Robinson used to paint around the clock, seven days a week for months on end, but now he works about eight to 10 hours most days and only is the most productive when the mood strikes him. He also teaches painting workshops in which he tries to help students learn more than merely how to slap paint on canvas and make it look recognizable.
“I’m an old believer in training, and I think it’s very important for young artists to take courses in such things as design and drawing. A lot of people pick up a brush and jump right in, never learning what art is really all about. A knowledge of art history is also important, so they can learn the styles and techniques of other painters and come to understand what they’re trying to achieve.
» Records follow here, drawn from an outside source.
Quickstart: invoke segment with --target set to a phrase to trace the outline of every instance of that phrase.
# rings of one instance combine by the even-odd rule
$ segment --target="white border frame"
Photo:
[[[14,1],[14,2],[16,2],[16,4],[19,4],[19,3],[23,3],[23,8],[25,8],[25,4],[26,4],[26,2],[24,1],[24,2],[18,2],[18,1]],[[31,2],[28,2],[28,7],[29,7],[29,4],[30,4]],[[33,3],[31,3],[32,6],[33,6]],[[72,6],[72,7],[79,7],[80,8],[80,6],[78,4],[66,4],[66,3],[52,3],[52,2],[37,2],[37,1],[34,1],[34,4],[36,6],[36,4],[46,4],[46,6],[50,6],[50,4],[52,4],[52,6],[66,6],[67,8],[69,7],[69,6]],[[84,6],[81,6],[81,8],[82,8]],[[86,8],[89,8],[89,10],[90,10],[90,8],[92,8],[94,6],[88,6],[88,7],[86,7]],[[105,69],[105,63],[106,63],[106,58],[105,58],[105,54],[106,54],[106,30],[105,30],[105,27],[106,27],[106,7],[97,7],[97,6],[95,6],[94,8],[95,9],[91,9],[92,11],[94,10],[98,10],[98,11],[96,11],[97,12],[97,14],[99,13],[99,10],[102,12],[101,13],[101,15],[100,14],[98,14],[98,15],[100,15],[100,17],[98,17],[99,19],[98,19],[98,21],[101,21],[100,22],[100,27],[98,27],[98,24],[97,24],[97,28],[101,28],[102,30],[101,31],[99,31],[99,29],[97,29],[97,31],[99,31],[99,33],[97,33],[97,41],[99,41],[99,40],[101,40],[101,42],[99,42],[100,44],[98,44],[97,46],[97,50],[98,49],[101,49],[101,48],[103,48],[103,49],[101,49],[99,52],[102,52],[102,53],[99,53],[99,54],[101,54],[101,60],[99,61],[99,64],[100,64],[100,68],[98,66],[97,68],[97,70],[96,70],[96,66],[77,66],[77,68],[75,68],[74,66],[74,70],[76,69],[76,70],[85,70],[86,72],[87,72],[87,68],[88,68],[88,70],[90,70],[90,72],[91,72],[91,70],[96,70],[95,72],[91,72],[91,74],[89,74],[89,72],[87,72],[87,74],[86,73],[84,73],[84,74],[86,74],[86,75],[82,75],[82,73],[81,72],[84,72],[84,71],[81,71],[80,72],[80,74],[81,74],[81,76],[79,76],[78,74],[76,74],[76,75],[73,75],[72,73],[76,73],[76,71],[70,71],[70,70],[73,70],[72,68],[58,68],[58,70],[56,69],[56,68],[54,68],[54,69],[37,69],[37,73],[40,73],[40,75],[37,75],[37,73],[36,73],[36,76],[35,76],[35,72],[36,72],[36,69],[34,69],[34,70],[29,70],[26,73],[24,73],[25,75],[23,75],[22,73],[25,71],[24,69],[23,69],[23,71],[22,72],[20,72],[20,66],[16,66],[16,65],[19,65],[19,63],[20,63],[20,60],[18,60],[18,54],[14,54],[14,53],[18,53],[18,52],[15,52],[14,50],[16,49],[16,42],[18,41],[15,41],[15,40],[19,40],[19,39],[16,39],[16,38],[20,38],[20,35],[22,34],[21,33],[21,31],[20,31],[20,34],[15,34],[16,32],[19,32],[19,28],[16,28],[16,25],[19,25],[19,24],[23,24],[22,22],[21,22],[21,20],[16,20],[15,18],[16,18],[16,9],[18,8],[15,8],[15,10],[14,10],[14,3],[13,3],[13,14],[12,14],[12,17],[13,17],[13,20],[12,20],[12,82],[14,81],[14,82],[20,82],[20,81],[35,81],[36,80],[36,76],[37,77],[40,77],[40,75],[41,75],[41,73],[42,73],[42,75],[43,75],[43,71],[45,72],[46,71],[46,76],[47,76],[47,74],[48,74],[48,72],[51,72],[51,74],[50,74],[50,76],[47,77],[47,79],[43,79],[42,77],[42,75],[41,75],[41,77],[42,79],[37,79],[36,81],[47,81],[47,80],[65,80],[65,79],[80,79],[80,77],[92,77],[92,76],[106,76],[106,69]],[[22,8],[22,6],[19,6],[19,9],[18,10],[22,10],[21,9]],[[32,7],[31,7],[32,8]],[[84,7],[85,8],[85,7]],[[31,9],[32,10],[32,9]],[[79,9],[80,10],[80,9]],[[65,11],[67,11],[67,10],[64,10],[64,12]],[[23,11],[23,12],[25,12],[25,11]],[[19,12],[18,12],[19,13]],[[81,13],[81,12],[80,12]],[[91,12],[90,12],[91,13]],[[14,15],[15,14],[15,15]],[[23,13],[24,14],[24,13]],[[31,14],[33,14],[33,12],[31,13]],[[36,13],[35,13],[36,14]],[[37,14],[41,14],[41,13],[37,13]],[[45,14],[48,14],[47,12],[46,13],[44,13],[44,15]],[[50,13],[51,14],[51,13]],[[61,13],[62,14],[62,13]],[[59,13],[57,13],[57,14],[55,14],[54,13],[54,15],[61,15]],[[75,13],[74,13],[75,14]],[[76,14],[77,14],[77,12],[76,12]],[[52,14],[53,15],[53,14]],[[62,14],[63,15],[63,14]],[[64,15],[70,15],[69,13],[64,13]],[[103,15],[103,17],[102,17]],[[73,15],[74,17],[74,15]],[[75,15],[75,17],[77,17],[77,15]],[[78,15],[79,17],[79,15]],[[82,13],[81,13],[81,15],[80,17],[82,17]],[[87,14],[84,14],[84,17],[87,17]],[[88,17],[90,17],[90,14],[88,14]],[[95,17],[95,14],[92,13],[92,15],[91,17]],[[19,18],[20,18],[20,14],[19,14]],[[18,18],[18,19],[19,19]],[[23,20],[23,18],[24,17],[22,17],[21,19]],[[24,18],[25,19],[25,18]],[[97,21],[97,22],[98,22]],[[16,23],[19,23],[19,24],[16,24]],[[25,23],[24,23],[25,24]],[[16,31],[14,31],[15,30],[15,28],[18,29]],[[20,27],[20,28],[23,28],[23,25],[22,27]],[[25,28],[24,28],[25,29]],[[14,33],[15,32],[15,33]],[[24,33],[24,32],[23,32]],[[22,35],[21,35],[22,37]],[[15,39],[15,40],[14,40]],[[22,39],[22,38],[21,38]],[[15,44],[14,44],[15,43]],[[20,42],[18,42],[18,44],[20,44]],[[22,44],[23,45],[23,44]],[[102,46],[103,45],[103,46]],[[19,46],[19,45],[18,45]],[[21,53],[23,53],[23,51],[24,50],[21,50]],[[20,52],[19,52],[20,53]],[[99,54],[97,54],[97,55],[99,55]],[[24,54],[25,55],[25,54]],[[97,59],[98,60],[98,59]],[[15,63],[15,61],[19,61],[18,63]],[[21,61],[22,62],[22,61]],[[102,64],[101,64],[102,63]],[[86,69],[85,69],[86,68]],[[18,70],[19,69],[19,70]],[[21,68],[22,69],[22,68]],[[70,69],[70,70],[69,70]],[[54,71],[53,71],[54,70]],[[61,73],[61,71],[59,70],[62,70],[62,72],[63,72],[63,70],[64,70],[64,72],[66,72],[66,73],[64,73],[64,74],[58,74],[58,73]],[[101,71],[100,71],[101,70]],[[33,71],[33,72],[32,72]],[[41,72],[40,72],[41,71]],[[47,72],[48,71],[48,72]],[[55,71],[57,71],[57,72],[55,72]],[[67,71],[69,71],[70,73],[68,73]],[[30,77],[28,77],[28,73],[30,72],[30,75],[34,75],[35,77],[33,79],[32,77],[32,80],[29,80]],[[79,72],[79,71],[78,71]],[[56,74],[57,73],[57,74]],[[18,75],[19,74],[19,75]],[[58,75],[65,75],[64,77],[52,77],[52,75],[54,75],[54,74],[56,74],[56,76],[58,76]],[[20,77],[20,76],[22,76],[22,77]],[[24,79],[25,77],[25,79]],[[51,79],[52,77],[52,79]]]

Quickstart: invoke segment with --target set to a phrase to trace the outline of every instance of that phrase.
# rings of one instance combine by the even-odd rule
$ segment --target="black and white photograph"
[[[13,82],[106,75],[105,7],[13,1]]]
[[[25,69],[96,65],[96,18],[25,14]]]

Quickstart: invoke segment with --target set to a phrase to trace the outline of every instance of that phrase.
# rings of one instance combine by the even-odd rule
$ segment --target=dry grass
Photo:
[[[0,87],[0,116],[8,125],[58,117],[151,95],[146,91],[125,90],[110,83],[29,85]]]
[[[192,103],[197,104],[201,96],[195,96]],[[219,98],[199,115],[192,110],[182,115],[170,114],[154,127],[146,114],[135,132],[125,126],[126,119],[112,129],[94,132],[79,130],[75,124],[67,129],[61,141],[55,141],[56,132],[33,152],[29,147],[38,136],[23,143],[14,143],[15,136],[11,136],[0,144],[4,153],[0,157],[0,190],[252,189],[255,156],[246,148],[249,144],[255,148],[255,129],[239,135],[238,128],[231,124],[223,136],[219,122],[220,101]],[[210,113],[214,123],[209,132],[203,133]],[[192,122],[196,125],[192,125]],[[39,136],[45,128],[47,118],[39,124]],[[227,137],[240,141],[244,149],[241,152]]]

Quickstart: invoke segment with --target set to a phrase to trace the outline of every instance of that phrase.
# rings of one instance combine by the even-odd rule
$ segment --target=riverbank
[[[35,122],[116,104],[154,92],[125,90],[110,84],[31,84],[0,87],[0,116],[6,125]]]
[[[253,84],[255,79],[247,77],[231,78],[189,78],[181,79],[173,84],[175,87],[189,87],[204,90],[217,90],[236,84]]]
Studying non-objective and abstract art may seem like a waste of time to the young wildlife artist, but the same fundamentals at work in abstract paintings apply in impressionistic and realistic art.
“I would like not only artists, but also patrons to have a better understanding of art. Art is not a mere representation of a subject but rather a feeling. People look at a painting and all they know is that they like it. They don’t know why they like it. I’d like for them to understand just what it is about a painting that makes it special.”
Robinson accepts commissions on just about any subject matter, but adds: “If buyers would let painters do their thing without too much input, they would get better art. If you influence an artist too much, you don’t have his work at all — you have someone else’s work.”
It is unlikely that Jim Robinson’s patrons will have that problem. A dramatic impressionist who refuses to be categorized, he remains as moody as a Texas coastal sky, as unpredictable as mallards riding a norther’, and as independent as a big-running pointer.
And when you really think about it, isn’t that the perfect definition of artist.